The Express
1 Waffles!

According to The Express, we can learn a couple things about Ernie Davis. He faced a great deal of racism. He could run very fast. He faced a great deal of racism. Then, he faced even more racism.

Based on the true story set in the early 1960’s, Rob Brown stars as Ernie Davis – the first African-American to win college football’s treasured Heisman Trophy. From nearby Elmira, Davis is heavily recruited by Syracuse University to replace the legendary Jim Brown (Darrin Dewitt Henson) and the Orangemen are considered a top contender to be the number one team in the nation, but coach Ben Schwartzwalder (Dennis Quaid) needs to find a way to harness Davis’s talents to help the team win, and keep the young player safe as they travel into hostile, racist territory.
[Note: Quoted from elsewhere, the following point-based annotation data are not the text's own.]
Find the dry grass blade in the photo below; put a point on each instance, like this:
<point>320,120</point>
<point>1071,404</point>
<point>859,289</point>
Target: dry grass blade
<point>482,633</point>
I don’t want to make light of the topic, since anyone not wearing a white hood over their head realizes what a horrible problem racism is, but director Gary Fleder and writer Charles Leavitt (based on the novel by Robert Gallagher) sacrifice any deeper understanding of Davis, his life and his accomplishments to beat this idea into our heads.

In this way, The Express feels extremely old fashioned and one dimensional. It is a return to the biopic where our hero is a shining, God-like figure with no faults and overly simplified villains and obstacles that stand in his way. Aside from lightly examining his family life and presenting one obligatory scene where he meets the special lady in his life, Fleder and Leavitt avoid doing anything more than scratching the surface. Imagine if Ray left out everything about his private life to focus only on recording the albums or The Aviator left out anything about Howard Hughes’s descent into madness? See how boring they could be? That’s how boring The Express becomes.
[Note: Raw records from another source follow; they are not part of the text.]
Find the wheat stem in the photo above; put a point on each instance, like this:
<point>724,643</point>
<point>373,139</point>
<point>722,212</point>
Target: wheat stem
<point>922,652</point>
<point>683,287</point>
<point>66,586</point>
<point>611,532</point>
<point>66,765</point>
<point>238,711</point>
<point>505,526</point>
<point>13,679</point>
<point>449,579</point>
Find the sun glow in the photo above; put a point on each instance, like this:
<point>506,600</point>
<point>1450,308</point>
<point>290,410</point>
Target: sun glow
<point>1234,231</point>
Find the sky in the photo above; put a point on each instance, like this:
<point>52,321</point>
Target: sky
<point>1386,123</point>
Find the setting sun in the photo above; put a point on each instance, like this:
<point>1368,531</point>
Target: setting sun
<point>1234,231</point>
Because we don’t delve into much else, Brown is sentenced to walking around the movie with a big goofy smile on his face and not many real acting challenges, and Quaid gives it the old college try as the wise coach who needs to expand his thought process. Both do what they can, but don’t get much to work with.

The Express is rated PG for thematic content, violence and language involving racism, and for brief sensuality.